Skip to contents

This vignette can be referred to by citing the package:

citation("see")
#> To cite package 'see' in publications use:
#> 
#>   Lüdecke et al., (2021). see: An R Package for Visualizing Statistical
#>   Models. Journal of Open Source Software, 6(64), 3393.
#>   https://doi.org/10.21105/joss.03393
#> 
#> A BibTeX entry for LaTeX users is
#> 
#>   @Article{,
#>     title = {{see}: An {R} Package for Visualizing Statistical Models},
#>     author = {Daniel Lüdecke and Indrajeet Patil and Mattan S. Ben-Shachar and Brenton M. Wiernik and Philip Waggoner and Dominique Makowski},
#>     journal = {Journal of Open Source Software},
#>     year = {2021},
#>     volume = {6},
#>     number = {64},
#>     pages = {3393},
#>     doi = {10.21105/joss.03393},
#>   }

Introduction

datawizard is a lightweight package to easily manipulate, clean, transform, and prepare your data for analysis.
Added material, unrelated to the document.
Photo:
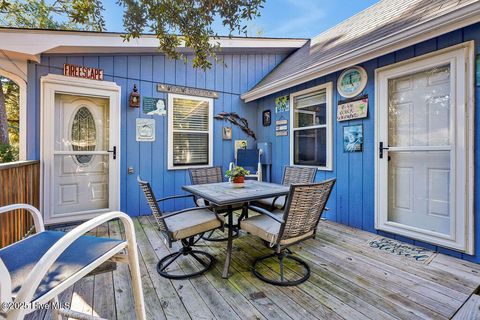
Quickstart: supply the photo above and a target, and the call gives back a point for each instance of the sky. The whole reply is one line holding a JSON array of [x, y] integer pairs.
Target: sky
[[280, 18]]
Most courses and tutorials about statistical modeling assume that you are working with a clean and tidy dataset. In practice, however, a major part of doing statistical modeling is preparing your data-cleaning up values, creating new columns, reshaping the dataset, or transforming some variables. datawizard provides easy to use tools to perform these common, critical, and sometimes tedious data preparation tasks.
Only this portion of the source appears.